My father was at Thornycrofts. He told me how one minute a man was riding his bicycle along the road, then there were bricks flying and a bicycle going along on its own.

Although Thornycrofts was not often mentioned, they were building destroyers and one Saturday Dad - a first class boiler maker - was working on the outside of a ship when a bomb went right through the centre of it. There were men killed.

The second visit by Jerry, as we called the Germans, came on a Thursday. We were sent to a gas-proof building across the road from the Supermarine works. The wages money was still on the table waiting to be counted when that was it. They were upon us.

The table with all the money went up, the lights went out and the poor firemen came out from a steel shelter and went outside.

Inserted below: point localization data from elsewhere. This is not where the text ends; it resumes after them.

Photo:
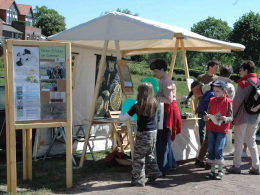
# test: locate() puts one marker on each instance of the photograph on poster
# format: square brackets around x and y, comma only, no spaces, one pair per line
[26,64]
[19,104]
[26,56]
[19,112]
[59,97]
[53,111]
[49,85]
[53,70]
[126,76]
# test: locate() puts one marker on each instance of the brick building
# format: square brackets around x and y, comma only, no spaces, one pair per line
[10,27]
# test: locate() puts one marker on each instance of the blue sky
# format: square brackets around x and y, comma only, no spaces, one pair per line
[181,13]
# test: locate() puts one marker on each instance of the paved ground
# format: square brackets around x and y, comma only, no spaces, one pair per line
[187,179]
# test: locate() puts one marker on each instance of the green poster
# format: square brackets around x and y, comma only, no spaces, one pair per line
[52,53]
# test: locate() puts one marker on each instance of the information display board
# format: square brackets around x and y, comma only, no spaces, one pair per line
[125,77]
[39,83]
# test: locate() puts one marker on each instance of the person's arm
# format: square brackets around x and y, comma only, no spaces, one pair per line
[238,100]
[167,96]
[168,88]
[196,104]
[128,115]
[124,117]
[229,117]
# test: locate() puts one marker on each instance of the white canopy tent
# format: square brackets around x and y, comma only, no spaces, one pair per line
[138,36]
[133,35]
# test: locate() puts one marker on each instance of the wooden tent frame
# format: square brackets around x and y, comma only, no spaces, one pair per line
[12,125]
[179,45]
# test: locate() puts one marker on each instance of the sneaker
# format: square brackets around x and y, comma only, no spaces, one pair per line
[210,176]
[140,183]
[234,170]
[254,171]
[207,166]
[154,177]
[244,155]
[219,175]
[199,163]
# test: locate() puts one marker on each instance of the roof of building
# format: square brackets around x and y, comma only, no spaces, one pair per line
[23,9]
[5,4]
[11,29]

I stood under the arch of the exit door for support. I got outside to a beautiful blue sky to find one of our girls laying in the gutter.

The whole place in the centre of Woolston was a shambles.

Next day I went down over the green at Peartree and climbed over the smashed railway station - all the shops had gone. The smell of gas was bad.

I think it is time to have a memento - a Spitfire either at Woolston or on Spitfire Bridge - for the sake of everyone and all the wonderful work the Supermarine did.

Footnote: More than 100 people died during the two daylight bombing raids by the Luftwaffe on the factory and surrounding area in September, including some of the workers who, like Sylvia said, had run into a shelter beneath the railway embankment that took a direct hit.

Sylvia, now of Coppice Hill, Bishop's Waltham, ran the Barley Corn pub at Bishop's Waltham from 1964 to 1980 with her husband, Ken, who died 22 years ago. Her maiden name was Shephard.